The new alcohol pricing model is intended to provide the sector with some of the vital financial assistance that they need to survive. A choice to do nothing would be a choice to let large segments of the hospitality sector collapse. Unfortunately, it is a dire situation: if the sector does not receive help, much of it will simply not survive and vital distribution channels for wine will be significantly reduced or, in some cases, disappear entirely. The Government’s decision to forego some LDB revenue to help the hospitality sector should be commended. This is a policy change that is directly aimed at helping businesses survive and preserve jobs.

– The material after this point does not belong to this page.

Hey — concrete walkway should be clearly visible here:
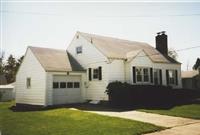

It is correct that some suppliers will also forego revenue as a result of the change (although the impact will vary depending upon the previous pricing as noted above). Wineries that were previously selling to hospitality licensees at full retail price (or at a hospitality price that was greater than the registered wholesale price) will make less money under the new system. However, this change is necessary to save the hospitality distribution channel from grave short-term damage and to preserve it so that wineries can keep selling wine in this channel in the long term. In addition, and as discussed above, the new model actually creates a normal wholesale pricing system which is the global standard for the wine business. In the long term, this is where the province needs to go … and how the BC wine industry needs to operate in order to thrive.
Those wineries that had chosen to previously sell into the channel at their registered wholesale price will not be affected (i.e. they were already effectively operating under the new model). However, other wineries may need to re-calibrate their wholesale price strategy or distribution channel mix in order to adapt. If a winery can absorb a loss in revenue in order to support the hospitality distribution channel, then that would constitute a valuable investment in the continued viability of the channel for that winery. If they cannot, then an adjustment in wholesale price across the board or increased emphasis on the DTC channel could be considered and/or may be necessary.
In any such calculation, I would urge wineries to think long-term. The BC wine industry without the support of its vibrant restaurant, bar and hotel partners would be greatly diminished. Please reach out to your hospitality customers. They have historically been your partners and some of your best marketers and ambassadors … but right now, they need your help and support!
Final Comment on Process (& Full Disclosure)
As the former Chair of the BTAP Panel (which recommended the implementation of a change to hospitality pricing in its report), I note that this change was part of a balanced set of recommendations that has had consensus support for the past 2 years from the liquor industry, including representatives from BC’s winery sector, craft distillers and breweries. The Panel continues to work on its original recommendations and upon new issues. While change is rarely free from turbulence, I am proud of my involvement in this work … and strongly believe that this is the right policy change at this time. Again, thanks to Minister David Eby, his ministerial staff, the LDB and the LCRB for making this happen.